Writing Envelope Headers

In IPWorks EDI Translator, envelope headers are opened by passing all field values as arguments:


// IPWorks EDI Translator
writer.StartInterchangeHeader("UNOB", "2", "ACME", "", "WAYNE_TECH", "", "260101", "1234", "", "1", "");

In EDI SDK, fields are set on the typed interchange object before calling the open method:


// EDI SDK
writer.Interchange.SyntaxIdentifier = "UNOB";
writer.Interchange.SenderIdentification = "ACME";
writer.Interchange.RecipientIdentification = "WAYNE_TECH";
writer.Interchange.ReferenceNumber = "1234";
writer.StartInterchange();

The field names are self-documenting and match the names used on the reader side, so the same EDIFACTInterchange type describes both incoming and outgoing interchanges.


Summary

For EDIFACT and X12 work, EDI SDK offers a cleaner API, a richer object model, and the EDI Objects layer for schema-driven code generation. The main reason to stay on IPWorks EDI Translator is TRADACOMS, HL7, VDA, or Cargo format support. EDI SDK is currently in beta, if there is a format or feature requirement not covered, contact us.

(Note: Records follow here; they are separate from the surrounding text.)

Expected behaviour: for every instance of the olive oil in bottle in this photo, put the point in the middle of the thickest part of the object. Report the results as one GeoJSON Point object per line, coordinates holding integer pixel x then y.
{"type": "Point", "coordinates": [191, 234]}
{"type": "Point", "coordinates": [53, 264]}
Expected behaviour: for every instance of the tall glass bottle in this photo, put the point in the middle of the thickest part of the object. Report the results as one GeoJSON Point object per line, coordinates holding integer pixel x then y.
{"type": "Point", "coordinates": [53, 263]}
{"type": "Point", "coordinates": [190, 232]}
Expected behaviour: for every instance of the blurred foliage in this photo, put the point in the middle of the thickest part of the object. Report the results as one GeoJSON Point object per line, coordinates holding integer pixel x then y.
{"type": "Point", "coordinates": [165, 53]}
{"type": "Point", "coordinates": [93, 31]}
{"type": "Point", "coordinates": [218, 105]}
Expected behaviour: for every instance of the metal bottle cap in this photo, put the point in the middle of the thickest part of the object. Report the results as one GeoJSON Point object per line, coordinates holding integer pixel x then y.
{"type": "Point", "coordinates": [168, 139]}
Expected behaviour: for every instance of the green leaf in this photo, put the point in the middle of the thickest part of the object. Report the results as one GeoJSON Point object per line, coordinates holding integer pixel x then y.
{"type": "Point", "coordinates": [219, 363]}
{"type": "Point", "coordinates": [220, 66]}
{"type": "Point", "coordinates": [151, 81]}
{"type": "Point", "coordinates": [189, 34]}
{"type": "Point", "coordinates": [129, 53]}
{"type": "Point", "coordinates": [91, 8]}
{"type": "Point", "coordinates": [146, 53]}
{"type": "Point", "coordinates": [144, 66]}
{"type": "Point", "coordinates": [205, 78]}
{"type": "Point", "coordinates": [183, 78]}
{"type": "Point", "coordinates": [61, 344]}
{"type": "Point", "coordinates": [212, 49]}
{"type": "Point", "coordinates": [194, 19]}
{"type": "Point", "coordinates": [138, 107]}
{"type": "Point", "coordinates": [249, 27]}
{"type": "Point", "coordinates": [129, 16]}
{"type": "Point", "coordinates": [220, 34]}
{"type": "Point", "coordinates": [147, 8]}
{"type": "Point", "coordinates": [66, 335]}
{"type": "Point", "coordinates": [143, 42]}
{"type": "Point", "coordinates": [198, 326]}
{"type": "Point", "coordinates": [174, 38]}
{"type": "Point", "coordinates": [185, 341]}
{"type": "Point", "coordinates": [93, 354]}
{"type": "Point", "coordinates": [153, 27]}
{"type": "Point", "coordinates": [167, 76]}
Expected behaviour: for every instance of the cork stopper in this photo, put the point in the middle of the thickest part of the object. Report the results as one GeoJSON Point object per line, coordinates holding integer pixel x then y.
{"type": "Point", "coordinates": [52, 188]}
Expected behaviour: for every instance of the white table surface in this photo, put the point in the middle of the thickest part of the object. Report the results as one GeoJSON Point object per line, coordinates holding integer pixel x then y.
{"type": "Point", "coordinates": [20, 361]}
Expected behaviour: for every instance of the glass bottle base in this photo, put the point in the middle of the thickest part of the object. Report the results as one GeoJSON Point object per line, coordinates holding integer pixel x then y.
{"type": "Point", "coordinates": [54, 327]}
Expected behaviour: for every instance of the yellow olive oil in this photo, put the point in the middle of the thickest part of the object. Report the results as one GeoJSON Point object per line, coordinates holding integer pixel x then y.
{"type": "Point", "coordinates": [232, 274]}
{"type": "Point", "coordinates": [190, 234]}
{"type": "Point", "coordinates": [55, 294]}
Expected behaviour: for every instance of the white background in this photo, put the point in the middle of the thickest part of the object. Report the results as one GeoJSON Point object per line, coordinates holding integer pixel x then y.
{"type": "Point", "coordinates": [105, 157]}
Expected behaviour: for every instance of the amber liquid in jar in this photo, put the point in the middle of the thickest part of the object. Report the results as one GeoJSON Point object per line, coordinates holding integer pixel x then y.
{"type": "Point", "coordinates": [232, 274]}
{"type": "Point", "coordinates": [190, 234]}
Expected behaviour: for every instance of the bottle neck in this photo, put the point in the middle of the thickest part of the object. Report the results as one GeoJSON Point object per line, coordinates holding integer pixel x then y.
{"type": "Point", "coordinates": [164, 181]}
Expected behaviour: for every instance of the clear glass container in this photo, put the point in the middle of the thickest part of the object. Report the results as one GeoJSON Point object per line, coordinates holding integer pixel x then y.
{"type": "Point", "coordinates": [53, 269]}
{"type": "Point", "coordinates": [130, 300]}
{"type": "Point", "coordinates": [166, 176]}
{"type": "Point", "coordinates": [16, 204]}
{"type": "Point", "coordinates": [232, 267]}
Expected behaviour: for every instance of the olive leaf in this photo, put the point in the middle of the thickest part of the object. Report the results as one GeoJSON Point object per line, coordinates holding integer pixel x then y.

Area IPWorks EDI Translator EDI SDK
Format coverage EDIFACT, X12, TRADACOMS, HL7, VDA, Cargo EDIFACT, X12
Reader navigation Streaming events + XPath properties Indexed collections; path-based GetElement; or EDI Objects
Schema loading LoadSchema / LoadSchemaStream; CompileSchema on component LoadSchema; dedicated schema builder tool
Validation Separate Validator component; streaming events during validation ValidateOnParse on reader; standalone Validator also available
Translator renaming Full renaming rule system Not available
Writer envelope control Method-driven (StartInterchangeHeader, etc.) Property-driven (set typed Interchange/Message fields, then Start)
Delimiter access Via configuration Direct Delimiters property
Envelope object model Not available Full typed hierarchy per format (interchange, group, message, delimiters)
Message-level code generation Not available EDI Objects generates transaction-specific classes (ORDERS, DESADV, 850, etc.)